Laura Mennell (/mɛˈnɛl/; born 18 April 1980) is a Canadian actress known for her roles in Thirteen Ghosts, Alphas, Haven, Loudermilk, The Man in the High Castle, Watchmen and Batwoman. In 2011/2012 Mennell co-starred on the sci-fi television series Alphas.
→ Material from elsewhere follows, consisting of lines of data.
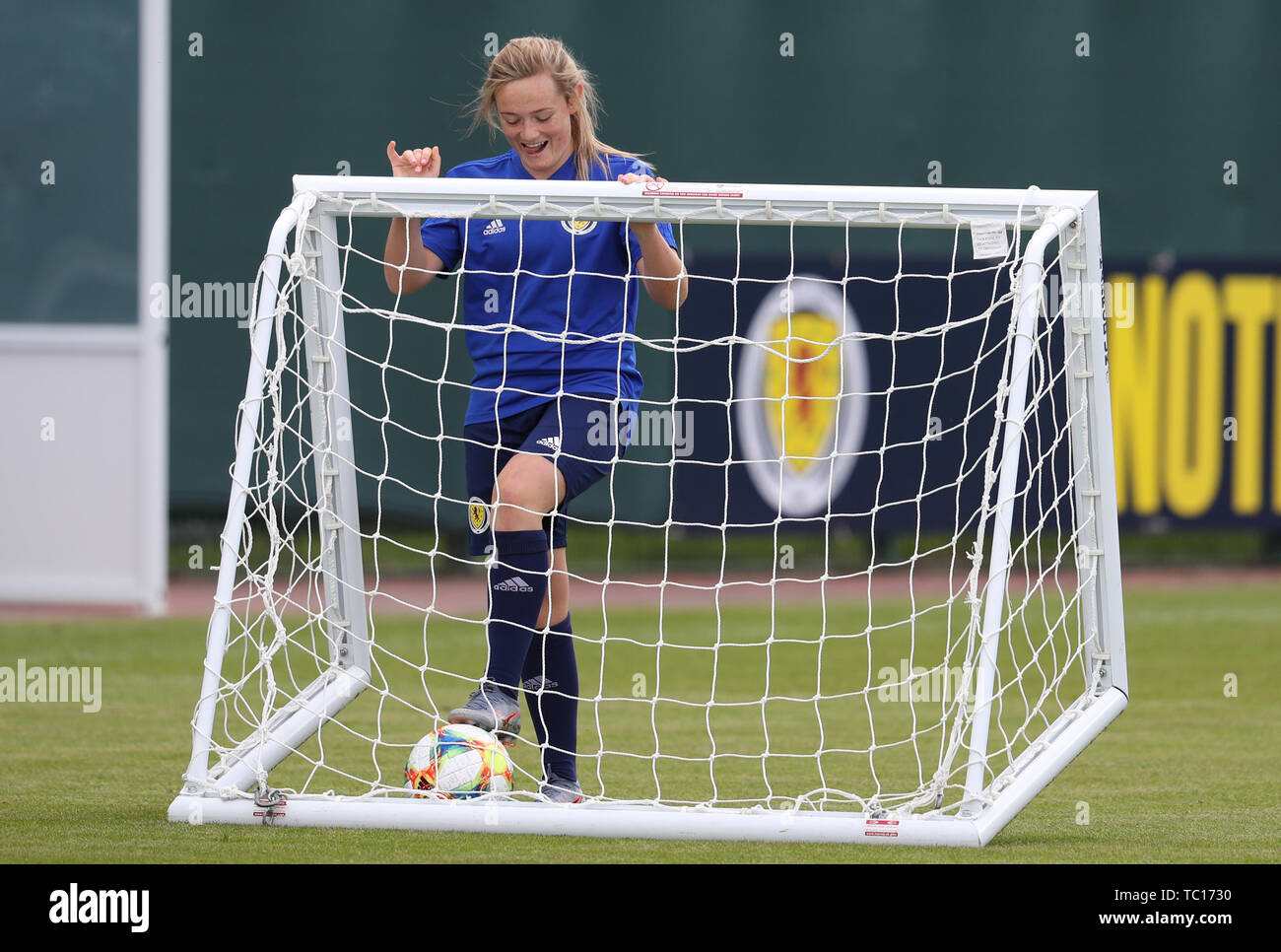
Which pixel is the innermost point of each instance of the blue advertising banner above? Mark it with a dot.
(889, 431)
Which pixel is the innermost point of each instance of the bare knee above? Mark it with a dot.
(526, 490)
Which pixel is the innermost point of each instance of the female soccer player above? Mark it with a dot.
(537, 396)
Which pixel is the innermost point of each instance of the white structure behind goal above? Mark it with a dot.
(776, 726)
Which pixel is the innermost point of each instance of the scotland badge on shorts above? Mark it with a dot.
(577, 227)
(478, 515)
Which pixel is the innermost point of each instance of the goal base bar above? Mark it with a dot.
(1067, 737)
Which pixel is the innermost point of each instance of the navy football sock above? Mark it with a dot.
(551, 665)
(517, 583)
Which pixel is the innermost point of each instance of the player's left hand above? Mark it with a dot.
(632, 178)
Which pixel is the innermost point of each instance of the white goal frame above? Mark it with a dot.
(230, 792)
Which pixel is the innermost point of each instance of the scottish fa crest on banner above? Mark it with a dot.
(799, 396)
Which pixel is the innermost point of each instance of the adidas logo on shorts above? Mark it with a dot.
(513, 584)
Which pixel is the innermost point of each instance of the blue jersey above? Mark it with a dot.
(534, 331)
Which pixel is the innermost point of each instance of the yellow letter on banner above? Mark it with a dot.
(1135, 363)
(1247, 303)
(1194, 418)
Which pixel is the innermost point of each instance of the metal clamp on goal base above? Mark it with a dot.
(270, 803)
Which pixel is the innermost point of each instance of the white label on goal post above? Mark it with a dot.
(989, 238)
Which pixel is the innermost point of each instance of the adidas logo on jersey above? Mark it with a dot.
(513, 584)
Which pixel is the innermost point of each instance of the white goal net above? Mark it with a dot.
(856, 577)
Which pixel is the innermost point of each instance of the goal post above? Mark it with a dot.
(311, 691)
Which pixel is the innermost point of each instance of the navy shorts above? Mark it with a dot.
(581, 435)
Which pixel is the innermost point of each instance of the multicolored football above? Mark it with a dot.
(459, 761)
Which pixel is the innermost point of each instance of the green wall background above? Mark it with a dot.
(874, 91)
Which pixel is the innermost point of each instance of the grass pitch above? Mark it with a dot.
(1187, 774)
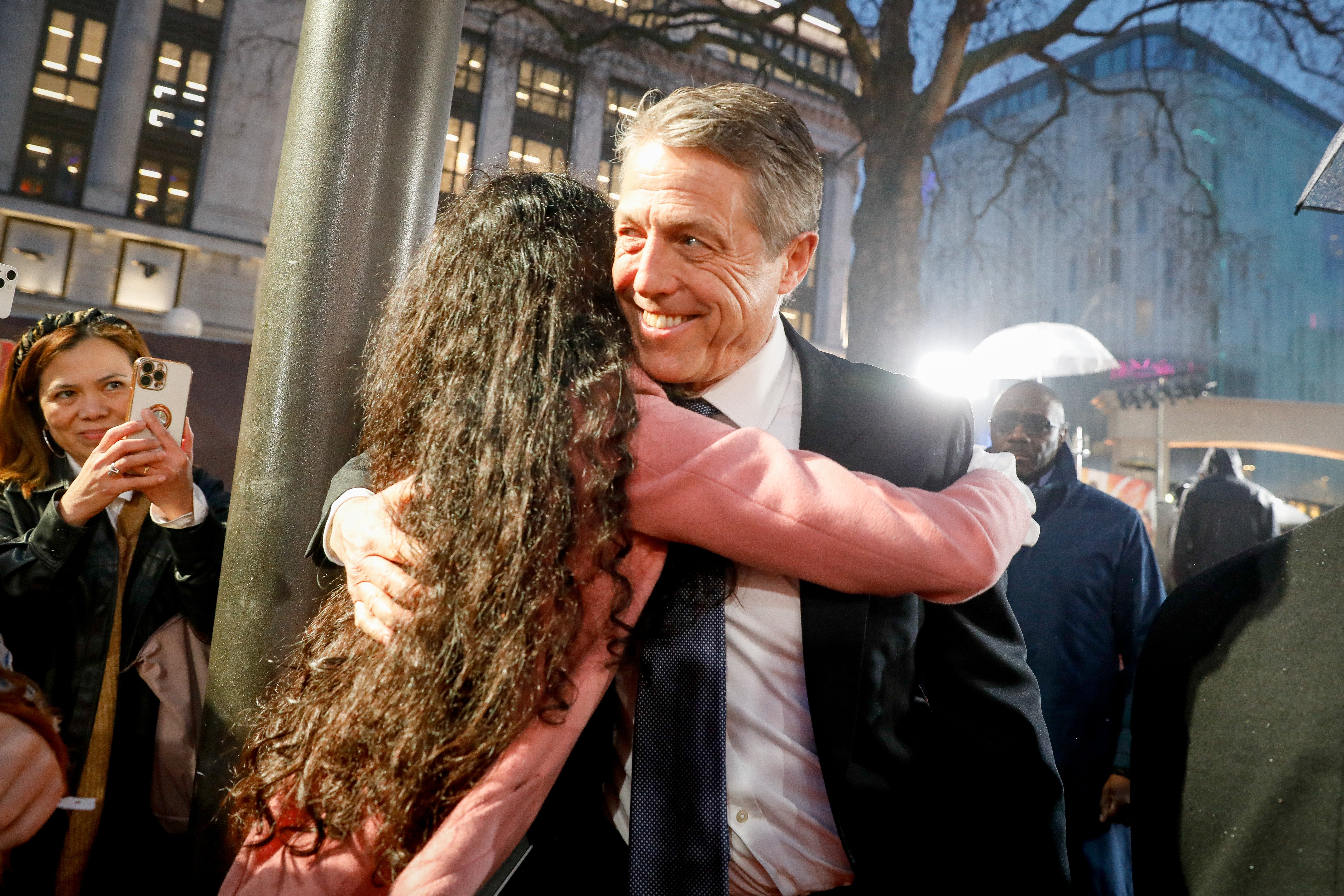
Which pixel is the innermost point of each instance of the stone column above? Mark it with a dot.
(589, 109)
(834, 256)
(241, 155)
(357, 195)
(498, 103)
(131, 56)
(21, 26)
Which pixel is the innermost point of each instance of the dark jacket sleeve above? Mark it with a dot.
(1183, 545)
(31, 558)
(990, 734)
(198, 555)
(1139, 596)
(355, 475)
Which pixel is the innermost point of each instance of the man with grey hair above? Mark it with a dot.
(788, 739)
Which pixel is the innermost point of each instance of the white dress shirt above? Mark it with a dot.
(783, 835)
(199, 508)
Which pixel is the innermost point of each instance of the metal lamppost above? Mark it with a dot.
(357, 195)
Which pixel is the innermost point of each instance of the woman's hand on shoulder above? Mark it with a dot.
(643, 383)
(117, 465)
(172, 496)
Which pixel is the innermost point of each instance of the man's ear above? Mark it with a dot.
(798, 257)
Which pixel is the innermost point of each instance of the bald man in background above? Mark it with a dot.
(1085, 596)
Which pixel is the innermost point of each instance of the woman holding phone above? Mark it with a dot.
(107, 534)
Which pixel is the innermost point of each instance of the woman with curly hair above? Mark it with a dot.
(544, 476)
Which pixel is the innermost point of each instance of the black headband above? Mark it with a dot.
(52, 323)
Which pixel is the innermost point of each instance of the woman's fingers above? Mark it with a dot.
(140, 460)
(119, 433)
(158, 429)
(136, 483)
(129, 447)
(369, 624)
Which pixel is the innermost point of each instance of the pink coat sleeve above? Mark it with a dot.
(741, 494)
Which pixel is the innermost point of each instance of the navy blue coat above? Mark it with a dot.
(1085, 596)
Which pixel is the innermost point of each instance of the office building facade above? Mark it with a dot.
(1178, 252)
(140, 143)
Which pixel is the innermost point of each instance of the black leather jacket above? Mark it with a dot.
(57, 589)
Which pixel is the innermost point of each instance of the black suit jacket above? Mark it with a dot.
(928, 719)
(1238, 725)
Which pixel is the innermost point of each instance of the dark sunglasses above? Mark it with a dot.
(1031, 424)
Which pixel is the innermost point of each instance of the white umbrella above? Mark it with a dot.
(1040, 351)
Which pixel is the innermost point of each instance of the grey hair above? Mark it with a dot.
(750, 129)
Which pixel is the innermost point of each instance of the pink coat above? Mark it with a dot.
(738, 494)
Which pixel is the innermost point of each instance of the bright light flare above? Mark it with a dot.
(953, 374)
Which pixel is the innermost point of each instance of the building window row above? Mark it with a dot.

Laura appeared as Charlotte Cross in the fifth season of the Syfy series Haven, and she starred in the comedy series Loudermilk from 2017 to 2018.

==Early life==
Mennell is of Irish, British, and French ancestry. She says she was a "major theatre geek in high school."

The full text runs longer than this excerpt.